Oui, une BD interactive. C’est un peu absurde de nouveau : un équipage de sous-marin se balade à la recherche d’une cité perdue et se fait kidnapper par des pirates. C’est un récit classique, mais tu cliqueras sur une carte – c’est ça qui est interactif – et il y aura des sortes de petits épisodes de l’épopée du sous-marin, une pseudo enquête. Le nom du sous-marin, c’est l’Epopée. Ça s’appelle L’Épopée à la dérive. J’espère qu’ils vont garder le titre parce que j’en suis assez content. J’espère aussi qu’ils vont regarder la BD, ce serait pas mal. Et puis j’espère que je vais la finir surtout !!
Donc pas d’animation dans cette BD interactive ?
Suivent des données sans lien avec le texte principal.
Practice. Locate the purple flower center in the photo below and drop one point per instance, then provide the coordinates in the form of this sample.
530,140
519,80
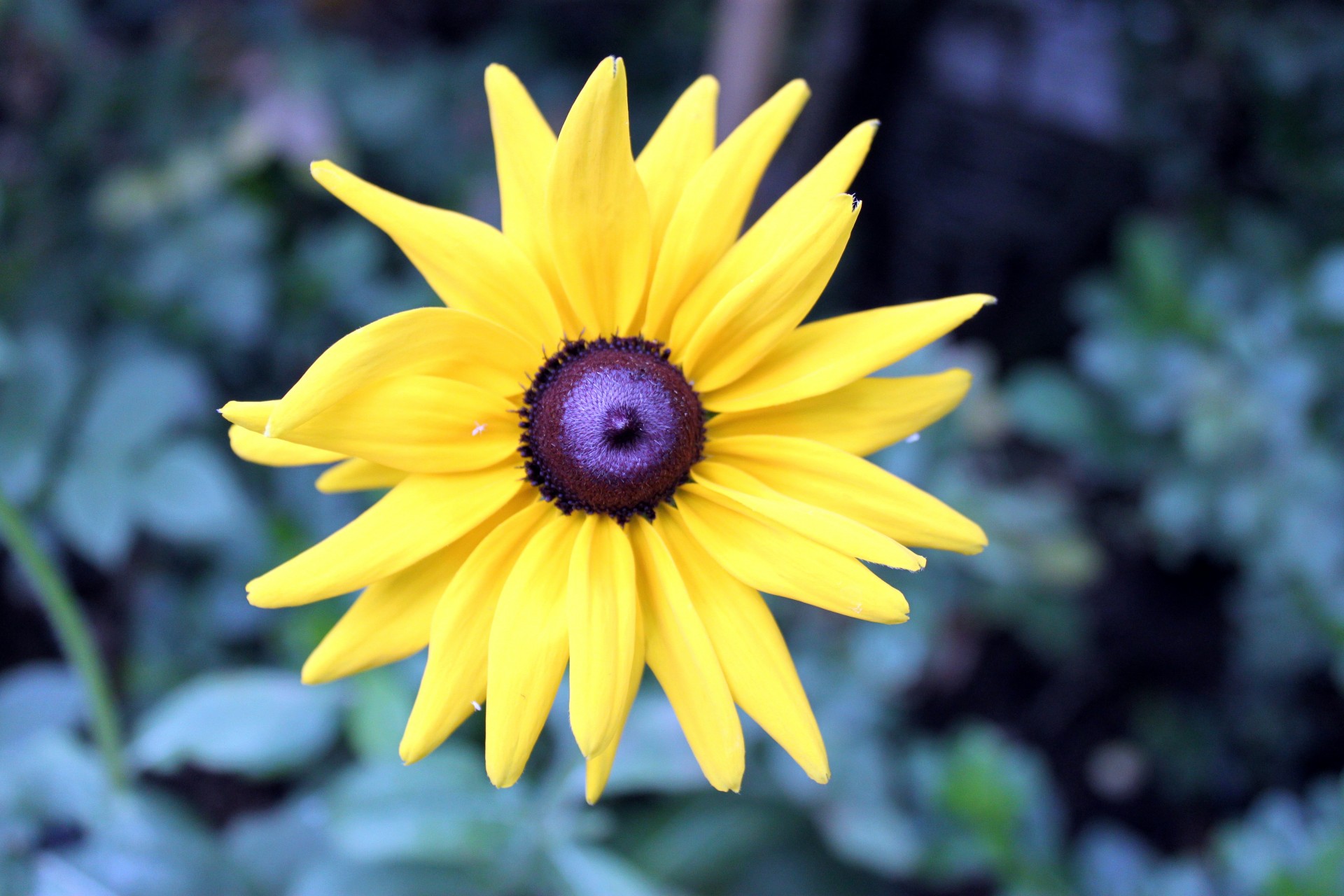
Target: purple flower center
610,426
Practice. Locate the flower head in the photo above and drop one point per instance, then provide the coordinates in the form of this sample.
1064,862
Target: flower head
613,437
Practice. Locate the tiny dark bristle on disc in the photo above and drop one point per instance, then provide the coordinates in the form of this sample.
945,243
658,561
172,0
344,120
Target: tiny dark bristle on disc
610,426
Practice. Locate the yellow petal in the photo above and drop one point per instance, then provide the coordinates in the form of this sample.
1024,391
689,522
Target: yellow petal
601,612
523,148
750,648
417,517
417,424
596,207
839,481
778,561
676,150
742,491
470,264
258,449
251,415
597,769
391,620
437,342
832,175
358,476
860,418
454,685
769,304
708,216
824,356
682,657
528,649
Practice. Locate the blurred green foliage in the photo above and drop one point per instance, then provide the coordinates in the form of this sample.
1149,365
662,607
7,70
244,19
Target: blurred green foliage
164,250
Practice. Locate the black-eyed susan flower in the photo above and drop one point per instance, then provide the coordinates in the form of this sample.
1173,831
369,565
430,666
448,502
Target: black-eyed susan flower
613,437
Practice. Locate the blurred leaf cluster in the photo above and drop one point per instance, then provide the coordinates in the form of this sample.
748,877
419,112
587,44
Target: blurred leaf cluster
163,248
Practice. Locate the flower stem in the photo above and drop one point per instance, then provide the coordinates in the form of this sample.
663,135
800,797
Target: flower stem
73,633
Non, mais j’aimerais prendre le temps d’en faire plus. Comme la BD, c’est très, très long. J’ai vraiment envie de m’y mettre. C’est comme quand j’avais fait de petits jeux vidéo : j’avais adoré. Faire un dessin et le voir s’animer, c’est vraiment incroyable. Si la pandémie est vraiment trop longue, si on est enfermés comme ça, indéfiniment, je me lancerai peut-être dans un petit film d’animation de deux heures, en partant d’une idée très simple.